I see documentation about integer overflow (it's causes a crash, or you can use special operators like &+.
What's the deal with Float? It seems that sometimes you get infinity, and sometimes you get the maximum value, so you can get a + 1 == a. Is this defined and documented somewhere?
let a = Float.greatestFiniteMagnitude
let b = a + 1.0
print("\(a), \(b), \(a == b)") // shows a and b are the same
let c = a * 1.0000001
print("\(c), \(a == c)") // inf, false
The arithmetic behavior of Float (and any type conforming to the FloatingPoint protocol) is fully defined by the IEEE 754 standard. This binding is documented in the documentation text for the protocols:
/// Adds two values and produces their sum, rounded to a
/// representable value.
///
/// The addition operator (`+`) calculates the sum of its two arguments. For
/// example:
///
/// let x = 1.5
/// let y = x + 2.25
/// // y == 3.75
///
/// The `+` operator implements the addition operation defined by the
/// [IEEE 754 specification][spec].
///
/// [spec]: http://ieeexplore.ieee.org/servlet/opac?punumber=4610933
///
/// - Parameters:
/// - lhs: The first value to add.
/// - rhs: The second value to add.
override static func +(lhs: Self, rhs: Self) -> Self
IEEE 754 basic arithmetic operations (like + and *) are defined to be correctly rounded. You interpret the input values as exact real numbers, compute the result of the operation on the reals, and then round that result to the closest representable floating-point value. There's a special rule at the limit of the floating-point number line, where infinity is treated as though it were the next value, if the exponent range were unbounded.

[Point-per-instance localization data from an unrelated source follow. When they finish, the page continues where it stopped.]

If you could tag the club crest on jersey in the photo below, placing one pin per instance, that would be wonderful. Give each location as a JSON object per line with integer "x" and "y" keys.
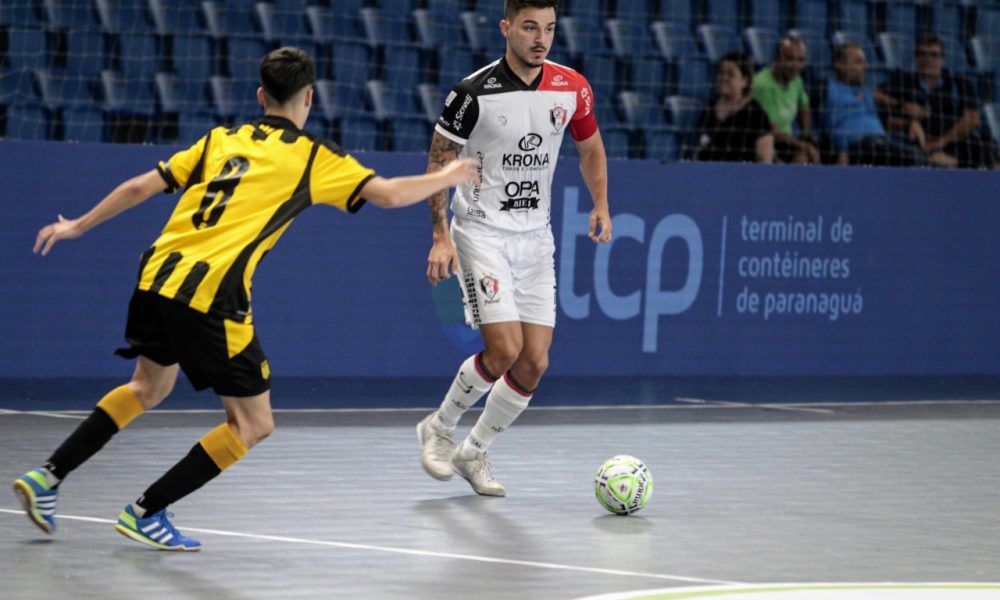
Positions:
{"x": 558, "y": 117}
{"x": 490, "y": 287}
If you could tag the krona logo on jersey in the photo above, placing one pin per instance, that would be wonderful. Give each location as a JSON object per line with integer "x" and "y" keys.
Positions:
{"x": 529, "y": 160}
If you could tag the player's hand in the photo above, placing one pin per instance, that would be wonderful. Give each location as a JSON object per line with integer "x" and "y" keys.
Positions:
{"x": 442, "y": 261}
{"x": 600, "y": 225}
{"x": 460, "y": 171}
{"x": 63, "y": 229}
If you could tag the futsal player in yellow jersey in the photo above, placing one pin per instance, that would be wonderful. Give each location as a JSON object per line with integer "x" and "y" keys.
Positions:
{"x": 191, "y": 307}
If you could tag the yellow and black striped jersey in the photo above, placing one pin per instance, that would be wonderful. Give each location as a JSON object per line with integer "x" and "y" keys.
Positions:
{"x": 242, "y": 188}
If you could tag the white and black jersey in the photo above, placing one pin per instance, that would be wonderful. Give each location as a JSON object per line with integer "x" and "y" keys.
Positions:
{"x": 515, "y": 130}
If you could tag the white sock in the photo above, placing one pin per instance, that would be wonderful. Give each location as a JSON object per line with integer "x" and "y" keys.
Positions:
{"x": 505, "y": 403}
{"x": 469, "y": 385}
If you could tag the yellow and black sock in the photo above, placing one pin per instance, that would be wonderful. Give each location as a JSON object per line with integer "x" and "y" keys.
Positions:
{"x": 214, "y": 453}
{"x": 115, "y": 410}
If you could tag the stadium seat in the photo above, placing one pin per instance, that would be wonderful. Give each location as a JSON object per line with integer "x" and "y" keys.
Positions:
{"x": 717, "y": 41}
{"x": 85, "y": 53}
{"x": 386, "y": 29}
{"x": 760, "y": 42}
{"x": 138, "y": 56}
{"x": 897, "y": 50}
{"x": 123, "y": 16}
{"x": 483, "y": 34}
{"x": 76, "y": 15}
{"x": 59, "y": 89}
{"x": 280, "y": 23}
{"x": 83, "y": 124}
{"x": 174, "y": 17}
{"x": 177, "y": 94}
{"x": 194, "y": 57}
{"x": 439, "y": 31}
{"x": 27, "y": 123}
{"x": 27, "y": 48}
{"x": 677, "y": 11}
{"x": 343, "y": 25}
{"x": 630, "y": 39}
{"x": 582, "y": 37}
{"x": 722, "y": 13}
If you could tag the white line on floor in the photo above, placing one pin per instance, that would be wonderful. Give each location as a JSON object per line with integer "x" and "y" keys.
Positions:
{"x": 429, "y": 553}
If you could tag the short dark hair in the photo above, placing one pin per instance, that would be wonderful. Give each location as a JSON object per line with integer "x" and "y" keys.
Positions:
{"x": 744, "y": 64}
{"x": 929, "y": 39}
{"x": 512, "y": 7}
{"x": 284, "y": 72}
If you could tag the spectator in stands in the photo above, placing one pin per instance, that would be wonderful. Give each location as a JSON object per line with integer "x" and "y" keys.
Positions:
{"x": 944, "y": 104}
{"x": 859, "y": 136}
{"x": 782, "y": 94}
{"x": 734, "y": 128}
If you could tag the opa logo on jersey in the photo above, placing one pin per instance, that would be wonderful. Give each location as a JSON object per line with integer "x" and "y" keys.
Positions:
{"x": 530, "y": 142}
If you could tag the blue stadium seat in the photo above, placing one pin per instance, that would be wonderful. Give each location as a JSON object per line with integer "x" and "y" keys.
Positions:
{"x": 27, "y": 48}
{"x": 897, "y": 50}
{"x": 234, "y": 101}
{"x": 124, "y": 95}
{"x": 27, "y": 123}
{"x": 855, "y": 16}
{"x": 813, "y": 15}
{"x": 281, "y": 23}
{"x": 722, "y": 13}
{"x": 76, "y": 15}
{"x": 581, "y": 37}
{"x": 649, "y": 76}
{"x": 410, "y": 135}
{"x": 242, "y": 57}
{"x": 818, "y": 54}
{"x": 403, "y": 67}
{"x": 123, "y": 16}
{"x": 483, "y": 33}
{"x": 360, "y": 133}
{"x": 83, "y": 124}
{"x": 138, "y": 56}
{"x": 630, "y": 39}
{"x": 760, "y": 42}
{"x": 85, "y": 53}
{"x": 717, "y": 41}
{"x": 173, "y": 17}
{"x": 177, "y": 94}
{"x": 386, "y": 29}
{"x": 60, "y": 90}
{"x": 352, "y": 63}
{"x": 328, "y": 25}
{"x": 769, "y": 14}
{"x": 438, "y": 30}
{"x": 678, "y": 11}
{"x": 901, "y": 17}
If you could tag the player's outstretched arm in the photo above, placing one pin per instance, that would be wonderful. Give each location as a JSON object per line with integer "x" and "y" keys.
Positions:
{"x": 125, "y": 196}
{"x": 594, "y": 167}
{"x": 398, "y": 192}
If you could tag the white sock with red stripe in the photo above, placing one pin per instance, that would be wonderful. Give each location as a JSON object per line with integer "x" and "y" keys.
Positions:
{"x": 505, "y": 403}
{"x": 469, "y": 385}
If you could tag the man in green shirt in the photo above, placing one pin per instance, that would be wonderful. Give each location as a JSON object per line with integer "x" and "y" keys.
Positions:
{"x": 779, "y": 89}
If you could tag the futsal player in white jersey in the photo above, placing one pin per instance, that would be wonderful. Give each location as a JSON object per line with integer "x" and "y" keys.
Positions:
{"x": 511, "y": 116}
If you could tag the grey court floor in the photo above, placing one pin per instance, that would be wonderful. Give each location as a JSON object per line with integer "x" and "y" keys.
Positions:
{"x": 335, "y": 504}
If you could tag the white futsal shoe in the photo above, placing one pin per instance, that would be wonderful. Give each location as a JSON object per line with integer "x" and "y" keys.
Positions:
{"x": 435, "y": 447}
{"x": 476, "y": 471}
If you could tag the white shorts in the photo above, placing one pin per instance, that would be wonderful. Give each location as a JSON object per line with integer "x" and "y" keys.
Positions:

Let's work through your examples:
let a = Float.greatestFiniteMagnitude
// a has the value 2^128 - 2^104
let b = a + 1.0
// the exact result of a + 1 (as a real number is):
// 2^128 - 2^104 + 1
// that's not representable as Float, so we have to round it.
// The closest finite value is a itself, and for the purposes of
// rounding, we treat the next large value, infinity, as though
// it were 2^128. a + 1 is much closer to a than it is to this
// value, so the result is a.
let c = a * 1.0000001
// First, 1.0000001 is actually 1.00000011920928955078125,
// or 1 + 2^(-23), since that's the closest representable value.
// When we multiply that by a in exact real arithmetic, we get:
//
// (2^128 - 2^104)(1 + 2^(-23)) = 2^128 + 2^105 - 2^104 - 2^81
// = 2^128 + 2^104 - 2^81
//
// Remember that, for the purposes of detecting overflow, we
// pretend that infinity is `2^128` (what would otherwise be the
// next representable value after `.greatestFiniteMagnitude).
// Since this value is bigger than that (and hence definitely
// bigger than the halfway point between a and that value), the
// computation overflow and returns +infinity.